BMW once told Alpina it couldn’t be done. Fitting a 540i V-8 into the smaller E36 3-series chassis was, by the factory’s own assessment, impossible for mass production. Alpina didn’t care.
The Buchloe shop charged a premium, did it by hand, and built one of the finest driver’s cars of the 1990s. Now one of those cars — a 1998 Alpina B8 4.6 Touring in dark Madeira Violet — is crossing the block on Bring a Trailer, with bidding ending May 19. It is reportedly the only B8 Touring in this color, and only 27 wagons were ever made.
The numbers alone justify the frenzy this listing will generate. But numbers only scratch the surface of what made this car so absurdly difficult to build.
BMW didn’t simply hand Alpina a bare shell and wave goodbye. The factory had to perform more than three dozen modifications to each E36 body-in-white before the V-8 could physically fit. BMW even cast an entirely new block because Alpina’s specially coated bores couldn’t be enlarged using conventional machining.
This wasn’t a swap. It was a co-engineering project between a massive automaker and a boutique builder that still operated on craftsmanship and obsession.
The resulting 4.6-liter V-8 produces 333 horsepower and 260 pound-feet of torque at just 1,000 rpm. Peak output isn’t the story here. The B8’s engine is defined by its relentless midrange flexibility — always responsive, always muscular, regardless of gear.

Top speed exceeds 175 mph, and the gearbox is a Getrag six-speed manual. Underneath, the chassis wears Bilstein dampers. Brakes are M3 units at the rear, with custom-fitted calipers and rotors up front.
Stability and traction control came standard. The E36’s rack-and-pinion steering, widely regarded as sharper and more communicative than the E39’s recirculating-ball setup, gives the B8 Touring a directness that its bigger sibling never matched.
What you end up with is an E39 M5’s power-to-weight ratio in a more nimble chassis, with the added absurdity of wagon practicality. And a stick shift. In purple. With Alpina’s signature 17-inch 20-spoke wheels and the classic stripe livery.

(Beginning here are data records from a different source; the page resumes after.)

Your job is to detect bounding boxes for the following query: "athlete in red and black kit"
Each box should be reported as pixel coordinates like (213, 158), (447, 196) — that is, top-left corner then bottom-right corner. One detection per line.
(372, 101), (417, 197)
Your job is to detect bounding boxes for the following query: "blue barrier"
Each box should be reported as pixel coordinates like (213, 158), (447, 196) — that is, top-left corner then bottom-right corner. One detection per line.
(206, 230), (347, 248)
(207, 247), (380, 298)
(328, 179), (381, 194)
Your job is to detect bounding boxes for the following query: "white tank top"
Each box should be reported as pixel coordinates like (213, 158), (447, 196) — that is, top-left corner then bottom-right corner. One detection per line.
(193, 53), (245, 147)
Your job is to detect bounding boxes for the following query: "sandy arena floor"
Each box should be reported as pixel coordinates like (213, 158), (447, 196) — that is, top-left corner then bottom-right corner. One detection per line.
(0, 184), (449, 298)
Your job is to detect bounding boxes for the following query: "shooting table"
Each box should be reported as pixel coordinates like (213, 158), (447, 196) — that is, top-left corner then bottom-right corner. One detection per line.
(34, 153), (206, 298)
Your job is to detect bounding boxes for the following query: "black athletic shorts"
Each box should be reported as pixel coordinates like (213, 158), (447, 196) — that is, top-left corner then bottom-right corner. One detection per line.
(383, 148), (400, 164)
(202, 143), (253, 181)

From the outside, it is almost invisible to anyone who doesn’t already know. No rear badges. A discreet exhaust. Only that low V-8 burble at idle gives anything away.
This is the polar opposite of modern performance-car theater, where every cold start shakes the neighborhood and every fender vent screams for attention. That subtlety is part of what made pre-merger Alpina so different from what the brand has become.
Before BMW fully absorbed it, Alpina operated with a degree of creative latitude that produced cars like this — machines that existed because someone in Buchloe simply refused to accept the word “impossible.” The current Alpina portfolio, integrated into BMW’s corporate structure, is competent and fast. But it doesn’t carry the same whiff of defiance.
The B8 4.6 Touring does. Every one of the 27 wagons ever built carries the fingerprints of engineers who had to fight their own partner’s bureaucracy to make the thing exist. That this particular car survived in what appears to be strong condition, wearing a one-of-one color, with its original drivetrain intact, makes it something closer to a museum piece than a used car.
Expect the bidding to reflect that. The market for rare, manual, pre-merger Alpinas has been climbing for years, and a purple wagon with this provenance is the kind of listing that turns auction watchers into auction bidders. Someone is about to pay dearly for the privilege of owning BMW’s most eloquent act of stubbornness.